While it is true that as soon as delivery occurs, gestational diabetes goes away, it is also true that some of the women diagnosed with GDM actually have recently-diagnosed pregestational diabetes, so followup is necessary.
Even when GDM completely resolves, the patient has already demonstrated a vulnerability to a collection of diabetogenic factors, and this vulnerability may persist throughout her life. Some have found a 10% per year risk of the patient developing overt diabetes in the years following delivery.
Labor Management
During labor, insulin-dependent diabetics have their blood glucose checked every 2 hours and remain NPO. The target range for their glucose is 70-120. If they fall below 70, we initiate a D10W drip sufficient to return their glucose back to normal. If their glucose exceeds 120, then insulin is initiated sufficient to lower their glucose back into the normal range.

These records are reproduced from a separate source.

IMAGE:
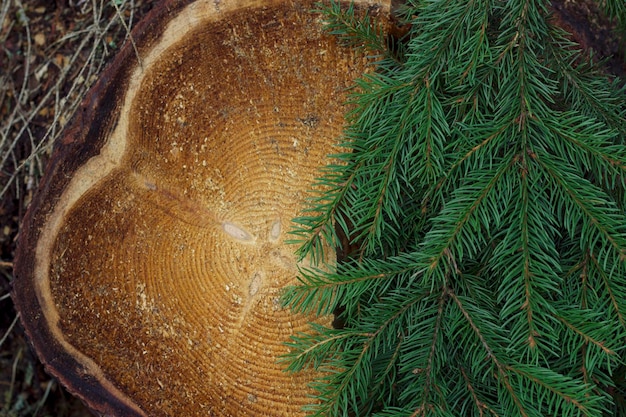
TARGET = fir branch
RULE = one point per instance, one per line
(484, 180)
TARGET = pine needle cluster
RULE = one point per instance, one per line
(483, 179)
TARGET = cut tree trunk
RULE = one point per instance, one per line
(151, 262)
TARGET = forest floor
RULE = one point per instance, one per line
(51, 52)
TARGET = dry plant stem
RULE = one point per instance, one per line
(93, 35)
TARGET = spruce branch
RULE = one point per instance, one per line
(482, 177)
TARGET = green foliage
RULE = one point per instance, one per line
(483, 179)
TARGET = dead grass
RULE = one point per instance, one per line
(50, 54)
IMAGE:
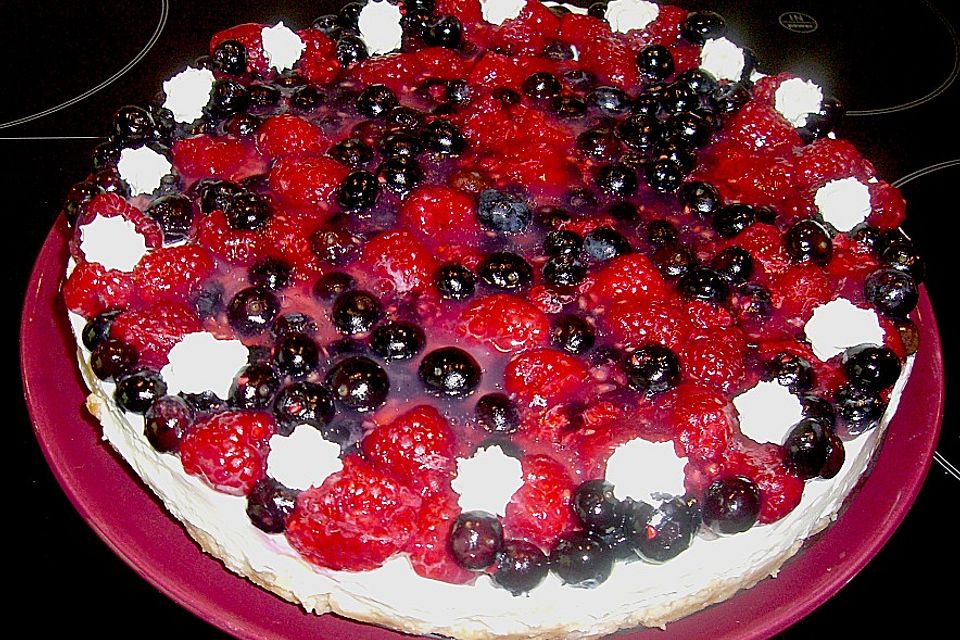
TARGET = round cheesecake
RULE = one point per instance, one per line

After delivery, insulin requirements usually drop substantially and these patients are watched closely for hypoglycemia. For gestational diabetics, their problem is resolved once the placenta is delivered, but they are counseled for followup testing at 6 weeks, because a few of them actually have Type 2 diabetes that has been unmasked by the pregnancy.
The Newborn
Following delivery, it’s important to make sure the pediatricians understand that the mother has diabetes, as they will need to follow the newborn closely for a reactive hypoglycemia.